Starting an academic lab is like launching a small business. But does scientific training really prepare us for success? As a young investigator just over a year into my job, I feel pressure — much of it self-generated — to produce results, attract funding and ultimately to make a name for myself in my chosen field of bacterial pathogenesis.

As researchers, we are trained to work within a rational and methodical framework. But when it comes to running our labs and managing people, we have to rely on our gut feelings, our limited know-how from mentoring a few students or our observations of our previous advisers. We can often feel ill-prepared.

Take dealing with a difficult co-worker or motivating students. As scientists, we must be honest with someone about faults in data or reasoning. But while striving for this scientific objectivity, we can forget the importance of body language and of directing discussion at a problem rather than a person. And even something as apparently straightforward as having a meeting can be problematic. The many collective hours spent around conference tables can feel like lost time when agendas wander and goals are not met.

Would we do any better if we received formal training that gave us a logical framework for lab management? Some young investigators would no doubt argue that such training is inefficient and ineffective. The classic method is to work from your own experience in your mentors' labs. Although this is a valuable starting point, building a new lab and serving as its sole head is a very different prospect from working in an established lab with senior students and support staff. So my current support network consists mainly of a handful of other young investigators, all of us amazed by the universality of the challenges we face. We trade tips and anecdotes about recruiting and retaining, motivating and negotiating, and we agonize over mistakes.

So, we need help — or at least, some of us do. Yet funding agencies offer no routine management training for people at my level. This is despite the many career-progression programmes and workshops now available for graduate students and postdocs.

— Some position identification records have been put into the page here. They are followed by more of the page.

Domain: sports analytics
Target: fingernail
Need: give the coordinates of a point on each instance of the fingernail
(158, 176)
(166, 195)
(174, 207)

The Burroughs Wellcome Fund and Howard Hughes Medical Institute did create a course for people at my stage of a scientific career, called 'Making the Right Moves'. But the course ran only twice — in 2002 and 2005. What endures is a book based on the course, which, along with Kathy Barker's At the Helm and Lab Dynamics by Carl Cohen and Suzanne Cohen, constitutes almost the entire reference library available to new investigators.

Recognition of this training void has come recently from an unexpected corner: the American Express Foundation, which last year started to fund an annual 'Workshop on Leadership in BioScience' at Cold Spring Harbor Laboratory in New York.

Through role plays, we learned how to structure negotiations as a problem-solving process rather than a battle of wills.

Last month I went on the course, alongside my husband — Markus Seeliger, also a young investigator — and 25 scientists from around the world at a similar stage of their careers, for three days of lectures, role-playing exercises and case studies.

Everyone has their own story of poor management. The major advantage of the workshop we attended was that it was away from our home university, so that we could discuss sensitive personal situations in confidence. Some of the toughest problems are those that you might not feel comfortable about discussing with your principal investigator, your mentor or your chair.

We practised the difficult issues — how to manage meetings, for example, from distributing the agenda in advance and keeping everyone on task, to ending on a note of consensus. And through role plays, we learned how to structure negotiations as a problem-solving process rather than a battle of wills.

Except in cases of misconduct, criticism need not be personal, particularly when one is trying to motivate students. Being honest does not mean that one need be brusque or unsympathetic; we can preserve scientific integrity and encourage trainees positively.

I would strongly recommend such training. And although it is useful for postdocs, it is more crucial for young faculty members. The workshop was appealing because it was tailored to our situations by people familiar with both the academic domain and the biotech world, where such training is more common.

Academic institutions must recognize the value of this pioneering effort and support or create such programmes for their own faculty members. They make multimillion-dollar investments in us, and, to protect their interests, should invest as seriously in leadership skills as in the progress of science.

I am already using what I learned. When I notice that I am dominating group discussions, for instance, I try to be more patient and to allow others to consider and voice their opinions. I like to think that, as a result, quieter members of my lab are becoming more confident, and that we all benefit from increased intellectual exchange. My husband has put the ideas into practice too: we wrote this article together, but were then told we could put only one name on it. Luckily, the workshop covered how to resolve authorship disputes.